Microsoft が公式に提供している GNU Coreutils for Windows をインストールすると、Windows Terminal(PowerShell)から Unix コマンドをネイティブに近い感覚で使えるようになります。
インストール手順
1. winget でインストールする
管理者権限なしで実行できます。Windows Terminal を開いて以下を実行:
winget install Microsoft.Coreutils
インストールが完了したら、ターミナルを再起動します。
2. 動作確認
いくつかコマンドを試してみます。
echo aaaa > a.txt
cat .\a.txt
aaaa
rm .\a.txt
問題なく動きました。cat でファイルの中身を確認し、rm で削除できています。
AI との組み合わせで便利になる
Claude などの AI ツールにターミナル操作を任せると、Unix コマンドを前提とした手順を生成してくることが多いです。
たとえば:
cat ファイル名でファイルの中身を確認rm ファイル名でファイルを削除echo 文字列 > ファイル名でファイルを作成
Coreutils を入れておけば、AI が生成したコマンドをそのままコピー&ペーストして実行できるので、環境の差異で詰まることが減ります。

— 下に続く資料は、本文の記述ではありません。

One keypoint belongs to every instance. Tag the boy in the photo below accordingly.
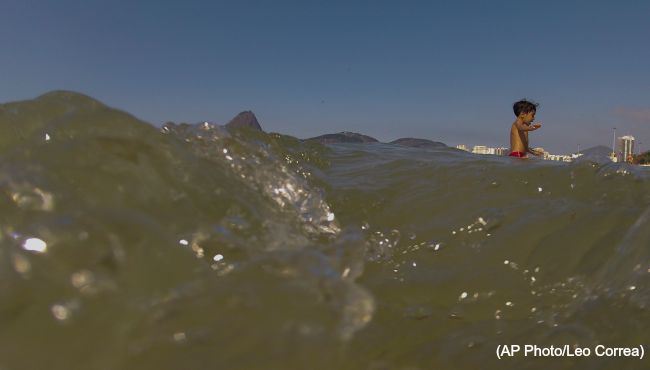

デフォルトで PowerShell を使っている場合でも Coreutils のコマンドが優先されます。PowerShell のエイリアスと衝突する場合は、コマンドのフルパスで呼ぶか、セッション内でエイリアスを削除して対応できます。
まとめ
winget install Microsoft.Coreutilsの一行で Unix コマンド群をインストールできるcat・rm・echoなどが Windows Terminal(PowerShell)からそのまま使える- AI ツールが生成するコマンドを Windows 環境で詰まらずに実行できるようになる
Windows をメイン環境にしていて、AI に作業を任せることが多い方にはおすすめの設定です。